The white and light-colored areas represent residue pairs whose order is preserved, while dark rectangles indicate pairs whose order is switched. `prot_num = 0` refers to the residues of the first protein (an ABC protein). The largest dark rectangle shows that residues 211–303 switch with residues 305–318, corresponding to the A–B and C regions, respectively.

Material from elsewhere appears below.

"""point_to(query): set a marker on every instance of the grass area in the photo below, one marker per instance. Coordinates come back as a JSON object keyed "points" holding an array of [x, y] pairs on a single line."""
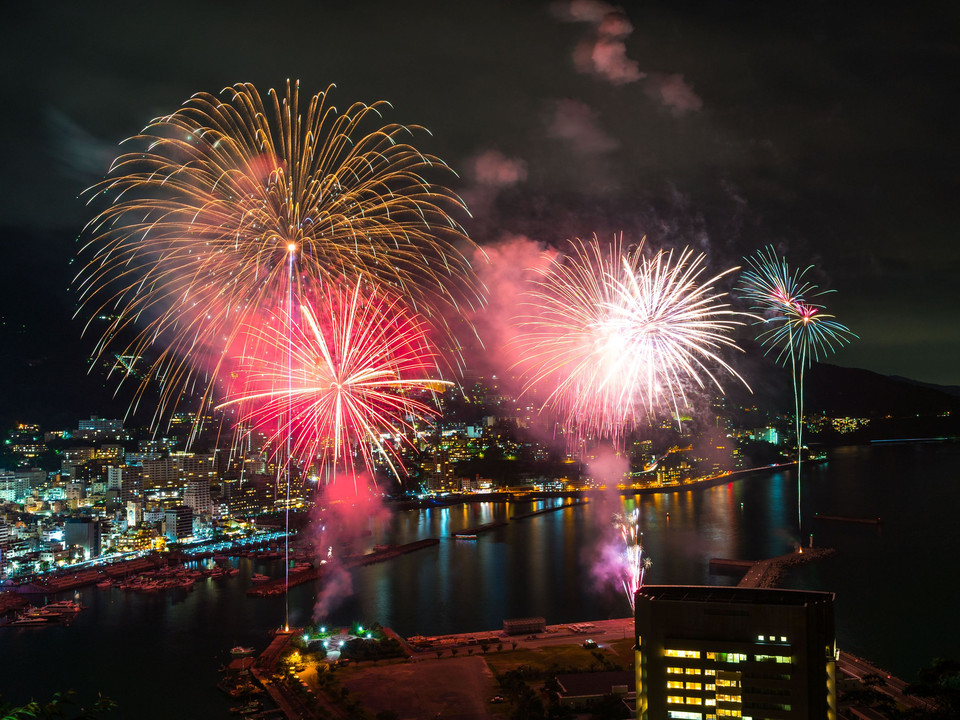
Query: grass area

Using `switch_probabilities.preprocess` and `switch_probabilities.max_rectangle_diagonal`, we can find the size of the largest such rectangle for each protein pair. This can help distinguish permutation types.

In [10]:
switch_score_mat = np.zeros((20,20))

for i in range(20):
    for j in range(20):
        if i ==j:
            continue

        T = A.transport_dict[A.name_list[i]][A.name_list[j]]

        SP0 = switch_probabilities.get_switch_probabilities(T)
        SP1 = switch_probabilities.preprocess(SP0)
        s = switch_probabilities.max_rectangle_diagonal(SP1)[0]
        switch_score_mat[i,j] = s


We can now cluster proteins based on the size of these rectangles, which provides better separation of permutation types.

In [None]:
reducer = UMAP(metric = 'precomputed')
embedding = reducer.fit_transform(switch_score_mat + switch_score_mat.T)
plt.figure(figsize=(5,5)) 
plt.scatter(embedding[:10,0] ,embedding[:10,1], color = ['red']*10 , s = 8 )
plt.scatter(embedding[10:,0] ,embedding[10:,1], color = ['blue']*10 , s = 8 )
plt.legend(["ABC","CAB" ])

![Example_Data/Images/Umap4.png](Example_Data/Images/Umap4.png)

The methods in `switch_probabilities` work well on this dataset because the proteins are morphologically similar in the GW metric. For proteins with greater variation, these techniques may be less effective.